Biden, Sanders, Warren

Bandera de Estados Unidos

El primero es el estereotipo del demócrata centrista que Obama situó en la vicepresidencia para equilibrar su perfil progresista. Aporta experiencia en la diplomacia multilateral y dice que buscaría apoyos europeos para resolver la cuestión de Ucrania, el de China para frenar la proliferación nuclear de Corea del Norte y la de países vecinos para des escalar la violencia en Afganistán, donde mantendría algunas fuerzas para operaciones contraterroristas. Volvería al acuerdo firmado por su administración con Irán y al TPP comercial con los principales socios asiáticos de Estados Unidos, ambos rechazados por Donald Trump. Y retiraría el cheque en blanco que, en su opinión, el actual presidente ha otorgado a Arabia Saudí. Lidera las encuestas electorales ante las primarias de Iowa. 

El segundo, Sanders, acorta su diferencia con Biden desde posiciones cercanas al socialismo tradicional que le mueven a rechazar el TPP, o el nuevo NAFTA, por ir en contra de los trabajadores americanos y a favor de un mercado laboral injusto y desregulado. Defensor de los derechos humanos y de la estructura de organismos internacionales liderado por Naciones Unidas, saca pecho por haber rechazado en el Congreso la guerra de Irak en 2003 y mantiene posiciones clásicas de los demócratas en el conflicto entre israelíes y palestinos. Defiende la descarbonización de la economía y propone un Green New Deal para el mundo. 

La tercera, Warren, partía de posiciones ultra progresistas como la inmediata retirada de Afganistán y la desnuclearización global, pero en las últimas semanas ha mostrado un perfil menos combativo, aunque con tonos constructivistas. Las protestas de Hong Kong la sirven para destacar la importancia del activismo social en el fortalecimiento de la democracia y defiende la apertura de espacios civiles abiertos y el crecimiento inclusivo en África. Su propuesta ecologista es un Plan Marshall Verde que favorezca a los países más activos en la lucha contra el cambio climático frente a los más obtusos. Apuesta por la cooperación con otras potencias, pero no quiere perder el liderazgo democrático americano. 

Preguntados por el Council of Foreign Relations al principio de la campaña sobre los principales aciertos y errores de Estados Unidos en su política exterior, Biden sitúa a la retirada de Trump del acuerdo del clima de París como la peor decisión de los últimos tiempos y como éxito, al impulso de la reconstrucción mundial tras la segunda guerra mundial y la posterior creación de un orden colectivo de prosperidad y seguridad. Sanders coincide señalando al Plan Marshall y al nacimiento de las Naciones Unidas como los dos principales logros históricos y a la intervención en Irak como el mayor error reciente. Y Warren resalta el hecho de que nunca volvió a utilizarse armamento nuclear después de la guerra mundial, aunque insiste en dar prioridad a la desaparición de esa amenaza y aprovecha para asegurar que, si no hay justicia social dentro de Estados Unidos, difícilmente puede extrapolarse a las relaciones internacionales. 

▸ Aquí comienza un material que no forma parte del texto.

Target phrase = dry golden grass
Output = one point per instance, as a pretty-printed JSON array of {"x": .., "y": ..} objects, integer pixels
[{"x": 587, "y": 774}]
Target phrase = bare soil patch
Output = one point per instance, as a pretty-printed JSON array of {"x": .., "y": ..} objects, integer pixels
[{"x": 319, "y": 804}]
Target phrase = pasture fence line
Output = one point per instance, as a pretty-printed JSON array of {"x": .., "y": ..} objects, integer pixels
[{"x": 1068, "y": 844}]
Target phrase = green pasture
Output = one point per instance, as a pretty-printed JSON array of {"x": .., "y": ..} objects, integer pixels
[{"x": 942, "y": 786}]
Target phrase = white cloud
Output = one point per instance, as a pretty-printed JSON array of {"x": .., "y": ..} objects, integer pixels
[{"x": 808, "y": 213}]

Preguntados también en torno a Venezuela, Biden se mostró firme: Maduro es un tirano, reconocimiento por tanto de Guaidó y endurecimiento de las sanciones multilaterales; Sanders se mostró blando: apoyo al diálogo gobierno oposición; no intervención en ningún caso porque no es “our own business”; y Warren ambigua: Maduro es un dictador y hay que convocar elecciones y un tanto desorientada: hay que contar con Cuba y Rusia como “actores constructivos”. Venezuela, tan cerca, y tan lejos.